Devono arrivare ancora 5,7 miliardi – Le risorse finanziarie stanziate per gli interventi post-terremoto, come ha rilevato la relazione “La ricostruzione dei comuni del cratere Aquilano” del ministro per la Coesione territoriale Fabrizio Barca, sono pari a circa 10,6 miliardi: 2,9 relativi all’emergenza e 7,7 per la ricostruzione. Di questi risultano però ancora da utilizzare 5,7 miliardi. Inoltre dei 70 mila sfollati nel 2009, a oggi la popolazione ancora lontana dalle proprie case ammonta a oltre 22 mila persone: circa 12 mila nel progetto CASE antisismiche, e quasi 2.700 nei progetti Map. A questi si aggiungono quasi 6.700 con contributo di autonoma sistemazione. Negli alberghi in Abruzzo restano invece poco più di 140 persone. Alla vigilia delle commemorazioni delle 309 vittime della sisma che ha messo in ginocchio L’Aquila e il suo circondario, il primo cittadino Cialente ha lanciato un grido disperato per via della mancanza di fondi che mette a rischio soprattutto la ricostruzione pesante della città, a partire dal centro storico. “Posto che il 6 aprile è una data tristissima, di lutto, quest’anno viviamo l’anniversario più difficile perché coincide con l’assoluto crollo della speranza”. Lo stesso Comune dell’Aquila, ha detto il sindaco, non ha più risorse: “Noi a giugno finiamo i soldi, quest’anno c’é un buco di 600-700 milioni di euro e non c’é nulla per il 2014 e il 2015”.
Lo spopolamento della città – Oltre alla mancanza di fondi, il sindaco è molto preoccupato anche per lo spopolamento della città: “Il clima di scoramento, di sfiducia, di rabbia sta coinvolgendo sempre più persone, soprattutto giovani che stanno cominciando ad arrendersi e ad andare via. Vivere a L’Aquila è troppo difficile”, ha detto Cialente. “Posso chiedere alla gente il sacrificio di avere fiducia, solo se possiamo vedere parte del centro storico e delle frazioni ricostruite entro il 2015. Se invece dirò che si finirà per il 2024 tutti andranno via e L’Aquila nel 2018 farà 35-40 mila abitanti. Le avvisaglie già ci sono: nell’ultimo anno abbiamo perso già 3500 persone”. Per Cialente, una sola è la via d’uscita: “Il governo o il Parlamento devono stanziare subito quattro-cinque miliardi per il cratere con il meccanismo della Cassa depositi e Prestiti. Solo così si potrà avviare la ricostruzione nel 2013 o nel 2014”.

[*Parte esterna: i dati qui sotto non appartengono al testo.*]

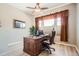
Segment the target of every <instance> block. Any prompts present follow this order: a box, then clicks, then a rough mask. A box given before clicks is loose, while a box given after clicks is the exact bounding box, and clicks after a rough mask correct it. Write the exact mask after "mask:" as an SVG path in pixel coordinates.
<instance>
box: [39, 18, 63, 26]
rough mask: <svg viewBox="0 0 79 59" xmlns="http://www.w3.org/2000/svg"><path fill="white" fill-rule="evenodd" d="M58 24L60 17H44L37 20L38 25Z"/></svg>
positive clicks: (58, 23)
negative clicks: (56, 17) (43, 17)
mask: <svg viewBox="0 0 79 59" xmlns="http://www.w3.org/2000/svg"><path fill="white" fill-rule="evenodd" d="M55 25H57V26H60V25H61V18H60V17H58V18H57V19H48V20H47V19H46V20H40V21H39V27H42V26H43V27H47V26H55Z"/></svg>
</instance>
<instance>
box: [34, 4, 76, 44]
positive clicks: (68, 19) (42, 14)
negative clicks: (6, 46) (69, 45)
mask: <svg viewBox="0 0 79 59" xmlns="http://www.w3.org/2000/svg"><path fill="white" fill-rule="evenodd" d="M66 9H68V10H69V19H68V42H69V43H71V44H76V4H69V5H66V6H62V7H59V8H55V9H49V10H48V11H45V12H41V13H39V14H37V15H36V16H35V17H38V16H43V15H47V14H50V13H55V12H59V11H63V10H66ZM45 30H46V29H45ZM46 31H47V30H46Z"/></svg>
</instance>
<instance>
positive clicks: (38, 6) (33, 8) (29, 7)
mask: <svg viewBox="0 0 79 59" xmlns="http://www.w3.org/2000/svg"><path fill="white" fill-rule="evenodd" d="M26 8H29V9H34V11H36V12H38V11H41V10H46V9H48V8H47V7H40V3H36V5H35V7H26Z"/></svg>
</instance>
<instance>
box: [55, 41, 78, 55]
mask: <svg viewBox="0 0 79 59" xmlns="http://www.w3.org/2000/svg"><path fill="white" fill-rule="evenodd" d="M56 44H62V45H66V46H71V47H74V48H75V49H76V51H77V53H78V55H79V49H78V47H77V46H76V45H74V44H67V43H57V42H56Z"/></svg>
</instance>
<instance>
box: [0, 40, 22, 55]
mask: <svg viewBox="0 0 79 59" xmlns="http://www.w3.org/2000/svg"><path fill="white" fill-rule="evenodd" d="M19 44H22V41H18V42H12V43H9V44H8V47H12V48H13V49H15V47H17V45H19ZM16 49H20V47H18V48H16ZM12 51H13V50H8V51H5V52H3V53H0V56H4V55H7V54H8V53H10V52H12Z"/></svg>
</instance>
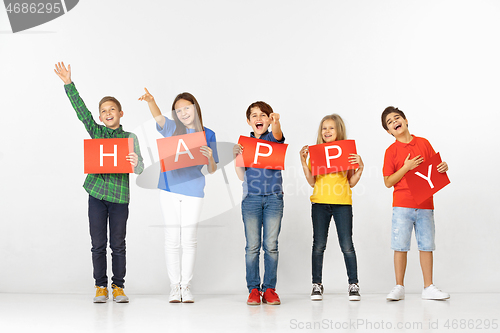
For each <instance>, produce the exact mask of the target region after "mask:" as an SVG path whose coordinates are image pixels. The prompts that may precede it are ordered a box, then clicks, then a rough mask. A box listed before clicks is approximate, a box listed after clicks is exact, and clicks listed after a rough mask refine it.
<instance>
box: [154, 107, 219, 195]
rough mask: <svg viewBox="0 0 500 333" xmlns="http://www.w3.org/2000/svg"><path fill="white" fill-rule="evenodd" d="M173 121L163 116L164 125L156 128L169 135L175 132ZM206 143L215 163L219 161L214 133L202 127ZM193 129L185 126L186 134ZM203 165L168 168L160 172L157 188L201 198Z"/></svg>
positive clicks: (162, 132)
mask: <svg viewBox="0 0 500 333" xmlns="http://www.w3.org/2000/svg"><path fill="white" fill-rule="evenodd" d="M175 128H176V125H175V121H173V120H171V119H168V118H167V117H165V125H164V126H163V128H161V127H160V126H159V125H158V124H156V129H157V130H158V132H160V134H161V135H163V136H164V137H170V136H172V134H174V132H175ZM204 129H205V136H206V138H207V144H208V146H209V147H210V148H211V149H212V156H213V157H214V160H215V163H219V155H218V154H217V142H216V140H215V133H214V131H212V130H211V129H209V128H206V127H204ZM194 132H195V130H194V129H189V128H186V134H189V133H194ZM202 168H203V165H195V166H190V167H186V168H182V169H177V170H170V171H166V172H162V173H160V180H159V182H158V188H159V189H161V190H164V191H169V192H172V193H179V194H183V195H188V196H190V197H198V198H203V197H204V196H205V192H204V191H203V189H204V188H205V176H204V175H203V174H202V173H201V169H202Z"/></svg>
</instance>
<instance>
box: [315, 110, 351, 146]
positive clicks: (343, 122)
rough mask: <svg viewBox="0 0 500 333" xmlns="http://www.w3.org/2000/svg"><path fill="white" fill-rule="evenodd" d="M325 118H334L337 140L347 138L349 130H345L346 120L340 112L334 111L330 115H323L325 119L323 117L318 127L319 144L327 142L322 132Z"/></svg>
mask: <svg viewBox="0 0 500 333" xmlns="http://www.w3.org/2000/svg"><path fill="white" fill-rule="evenodd" d="M325 120H333V121H334V122H335V130H336V131H337V137H336V138H335V141H338V140H345V139H347V132H346V130H345V124H344V121H343V120H342V118H341V117H340V116H339V115H338V114H336V113H334V114H329V115H328V116H325V117H323V119H321V122H320V123H319V128H318V138H317V139H316V144H317V145H320V144H323V143H325V141H324V140H323V135H322V134H321V131H322V129H323V123H324V122H325Z"/></svg>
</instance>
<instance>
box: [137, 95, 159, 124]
mask: <svg viewBox="0 0 500 333" xmlns="http://www.w3.org/2000/svg"><path fill="white" fill-rule="evenodd" d="M144 90H145V91H146V93H145V94H144V95H142V96H141V97H139V100H140V101H146V102H147V103H148V106H149V111H151V115H152V116H153V118H154V119H155V120H156V123H157V124H158V126H160V127H161V128H163V127H164V126H165V117H163V115H162V114H161V111H160V108H159V107H158V105H156V102H155V98H154V97H153V95H151V94H150V92H149V91H148V90H147V89H146V88H144Z"/></svg>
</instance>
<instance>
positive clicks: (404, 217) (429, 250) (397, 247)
mask: <svg viewBox="0 0 500 333" xmlns="http://www.w3.org/2000/svg"><path fill="white" fill-rule="evenodd" d="M413 227H415V236H416V238H417V244H418V250H419V251H434V250H435V248H436V246H435V244H434V237H435V228H434V210H432V209H416V208H406V207H393V208H392V235H391V249H393V250H394V251H401V252H407V251H410V243H411V232H412V230H413Z"/></svg>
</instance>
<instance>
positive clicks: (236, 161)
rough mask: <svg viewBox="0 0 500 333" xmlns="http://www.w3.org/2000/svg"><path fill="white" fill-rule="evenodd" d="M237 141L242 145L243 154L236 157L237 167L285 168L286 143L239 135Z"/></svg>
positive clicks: (277, 169)
mask: <svg viewBox="0 0 500 333" xmlns="http://www.w3.org/2000/svg"><path fill="white" fill-rule="evenodd" d="M238 143H239V144H240V145H242V146H243V154H241V155H239V156H238V157H237V158H236V166H237V167H247V168H259V169H272V170H285V154H286V149H287V147H288V145H287V144H285V143H277V142H272V141H266V140H259V139H255V138H249V137H246V136H240V138H239V140H238Z"/></svg>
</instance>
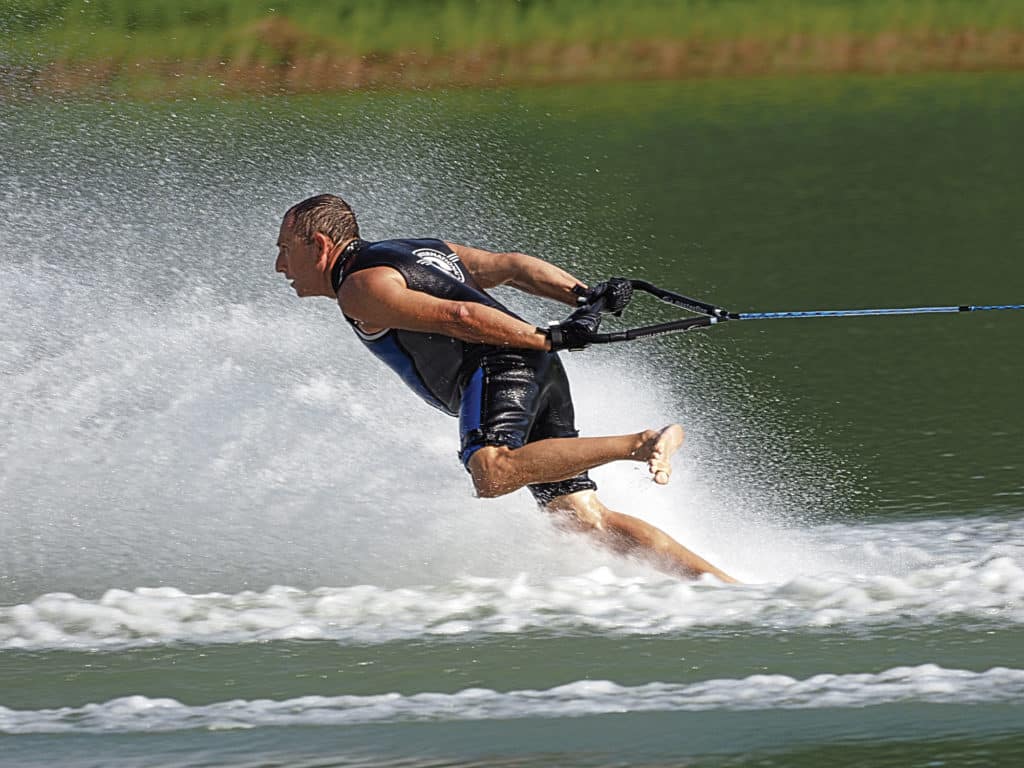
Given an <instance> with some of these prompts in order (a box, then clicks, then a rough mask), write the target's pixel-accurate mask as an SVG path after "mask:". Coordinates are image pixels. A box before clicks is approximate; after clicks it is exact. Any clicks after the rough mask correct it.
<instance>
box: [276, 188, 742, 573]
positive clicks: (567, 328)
mask: <svg viewBox="0 0 1024 768" xmlns="http://www.w3.org/2000/svg"><path fill="white" fill-rule="evenodd" d="M275 269H276V271H279V272H282V273H284V274H285V276H286V278H287V279H288V280H289V281H290V282H291V284H292V288H293V289H294V290H295V292H296V293H297V294H298V295H299V296H300V297H305V296H329V297H331V298H333V299H335V300H336V301H337V302H338V305H339V306H340V307H341V311H342V313H343V314H344V316H345V319H346V321H347V322H348V323H349V324H350V325H351V326H352V329H353V330H354V331H355V333H356V335H357V336H358V338H359V339H360V340H361V341H362V343H364V344H365V345H366V346H367V347H368V348H369V349H370V350H371V351H372V352H374V353H375V354H376V355H377V356H378V357H380V358H381V359H382V360H383V361H384V362H385V364H387V365H388V366H389V367H390V368H392V369H393V370H394V371H395V372H396V373H397V374H398V375H399V376H400V377H401V378H402V379H403V380H404V381H406V383H407V384H409V385H410V386H411V387H412V388H413V389H414V391H416V392H417V393H418V394H419V395H420V396H421V397H422V398H423V399H425V400H426V401H427V402H429V403H430V404H431V406H434V407H435V408H438V409H440V410H441V411H444V412H445V413H447V414H450V415H452V416H458V417H459V426H460V433H461V436H462V445H461V452H460V458H461V459H462V462H463V464H464V466H465V467H466V469H467V470H468V471H469V473H470V475H471V476H472V478H473V485H474V486H475V488H476V493H477V494H478V495H479V496H481V497H496V496H502V495H504V494H509V493H512V492H513V490H517V489H518V488H521V487H523V486H524V485H525V486H527V487H528V488H529V490H530V492H531V493H532V494H534V497H535V498H536V499H537V501H538V503H539V504H541V505H542V506H543V507H544V508H546V509H547V510H549V511H550V512H552V513H555V514H556V515H557V516H558V518H559V521H560V522H561V523H562V524H563V525H564V526H566V527H569V528H572V529H575V530H580V531H584V532H587V534H589V535H591V536H592V537H593V538H595V539H596V540H597V541H598V542H600V543H601V544H603V545H604V546H606V547H609V548H610V549H612V550H614V551H616V552H620V553H624V554H629V555H633V556H637V557H640V558H643V559H645V560H647V561H648V562H650V563H651V564H653V565H654V566H655V567H657V568H659V569H662V570H664V571H666V572H669V573H673V574H676V575H681V577H685V578H690V579H692V578H695V577H698V575H700V574H702V573H711V574H713V575H715V577H717V578H718V579H720V580H722V581H723V582H734V580H733V579H732V578H730V577H729V575H727V574H726V573H724V572H723V571H721V570H719V569H718V568H716V567H715V566H713V565H712V564H710V563H709V562H707V561H706V560H703V559H701V558H700V557H698V556H697V555H695V554H694V553H692V552H690V551H689V550H687V549H686V548H685V547H683V546H682V545H680V544H679V543H678V542H676V541H675V540H673V539H672V538H671V537H669V536H668V535H667V534H665V532H664V531H662V530H659V529H658V528H656V527H654V526H653V525H650V524H648V523H646V522H644V521H643V520H640V519H638V518H636V517H631V516H630V515H625V514H622V513H620V512H614V511H612V510H610V509H608V508H607V507H605V506H604V505H603V504H602V503H601V502H600V500H599V499H598V498H597V495H596V494H595V490H596V488H597V485H596V484H595V483H594V481H593V480H591V479H590V477H589V476H588V475H587V471H588V470H590V469H593V468H594V467H599V466H601V465H603V464H607V463H608V462H612V461H638V462H646V463H647V466H648V468H649V470H650V472H651V474H652V475H653V479H654V481H655V482H657V483H660V484H664V483H667V482H668V481H669V477H670V475H671V473H672V464H671V459H672V455H673V454H675V453H676V451H678V450H679V446H680V445H681V444H682V441H683V430H682V427H680V426H679V425H678V424H671V425H669V426H667V427H664V428H663V429H658V430H654V429H648V430H644V431H642V432H637V433H635V434H625V435H614V436H608V437H579V436H578V435H579V433H578V432H577V430H575V425H574V414H573V411H572V400H571V398H570V396H569V389H568V381H567V379H566V377H565V372H564V370H563V368H562V365H561V361H560V360H559V359H558V355H557V351H558V350H559V349H566V348H573V349H575V348H583V347H584V346H586V345H587V342H588V340H589V339H590V338H592V337H593V334H594V333H595V332H596V331H597V328H598V325H599V323H600V308H599V307H600V306H601V304H602V303H603V305H604V307H603V308H604V309H605V310H607V311H616V310H618V311H621V310H622V308H623V306H625V303H626V302H628V301H629V296H628V295H627V294H628V292H624V291H622V288H623V287H624V285H626V286H628V284H627V283H626V282H625V281H620V282H618V283H611V284H610V285H609V284H602V285H601V286H598V287H596V288H595V289H588V288H587V287H586V286H584V285H583V284H582V283H581V282H580V281H578V280H577V279H575V278H573V276H572V275H571V274H569V273H568V272H565V271H564V270H562V269H559V268H558V267H556V266H554V265H552V264H549V263H547V262H545V261H542V260H541V259H537V258H534V257H531V256H526V255H525V254H521V253H490V252H489V251H484V250H481V249H478V248H470V247H467V246H461V245H456V244H454V243H445V242H443V241H439V240H390V241H381V242H378V243H371V242H367V241H364V240H362V239H360V238H359V228H358V224H357V223H356V220H355V215H354V214H353V213H352V210H351V208H350V207H349V206H348V204H347V203H345V201H343V200H342V199H341V198H338V197H335V196H333V195H318V196H316V197H313V198H309V199H308V200H304V201H302V202H301V203H298V204H297V205H295V206H293V207H292V208H290V209H289V210H288V212H287V213H286V214H285V217H284V220H283V221H282V224H281V232H280V234H279V238H278V260H276V264H275ZM501 285H508V286H511V287H513V288H516V289H518V290H520V291H524V292H526V293H529V294H532V295H535V296H542V297H545V298H549V299H554V300H556V301H561V302H563V303H565V304H568V305H570V306H577V305H578V301H579V300H580V298H581V296H583V297H584V298H585V299H587V301H586V303H585V304H584V306H582V307H581V308H579V309H577V311H575V312H573V313H572V315H570V317H569V318H568V319H567V321H566V322H565V323H562V324H560V325H559V326H556V327H553V328H552V329H548V330H542V329H539V328H537V327H535V326H532V325H530V324H528V323H526V322H524V321H523V319H521V318H520V317H518V316H516V315H515V314H514V313H513V312H511V311H510V310H509V309H508V308H506V307H505V306H503V305H502V304H501V303H499V302H498V301H497V300H495V299H494V298H493V297H492V296H490V295H489V294H487V293H486V289H488V288H493V287H495V286H501ZM598 298H601V300H602V301H601V302H598V301H595V300H596V299H598Z"/></svg>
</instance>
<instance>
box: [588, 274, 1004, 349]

I processi – Più veloci della ricostruzione corrone invece i giudici dell’Aquila. Sono molti ormai i filoni arrivati al traguardo del processo di primo grado nell’ambito della maxi inchiesta della procura della Repubblica sui crolli. La madre di tutte le sentenze è quella sulla commissione Grandi rischi, organo scientifico consultivo di palazzo Chigi che si riunì a L’Aquila il 31 marzo 2009, a 5 giorni dalla scossa distruttiva, per il giudice Marco Billi “ignorando il rischio sismico e rassicurando gli aquilani”. I sette imputati, tra cui sismologi ed esperti della Protezione civile, sono stati condannati a 6 anni di reclusione per omicidio colposo e lesioni colpose.
Altro processo cardine è stato quello per il crollo della Casa dello studente in via XX settembre, uno dei simboli del terremoto, dove morirono otto giovani. In questo caso, tre tecnici sono condannati a 4 anni, uno a 2 anni e mezzo con 4 tecnici e amministrativi assolti, oltre a due non luogo a procedere. Altro filone andato a sentenza è quello del crollo del Convitto nazionale, dove sono morti tre minorenni: la condanna a 4 anni di reclusione per omicidio colposo plurimo per il direttore del Convitto nazionale e un’assoluzione è stato l’epilogo.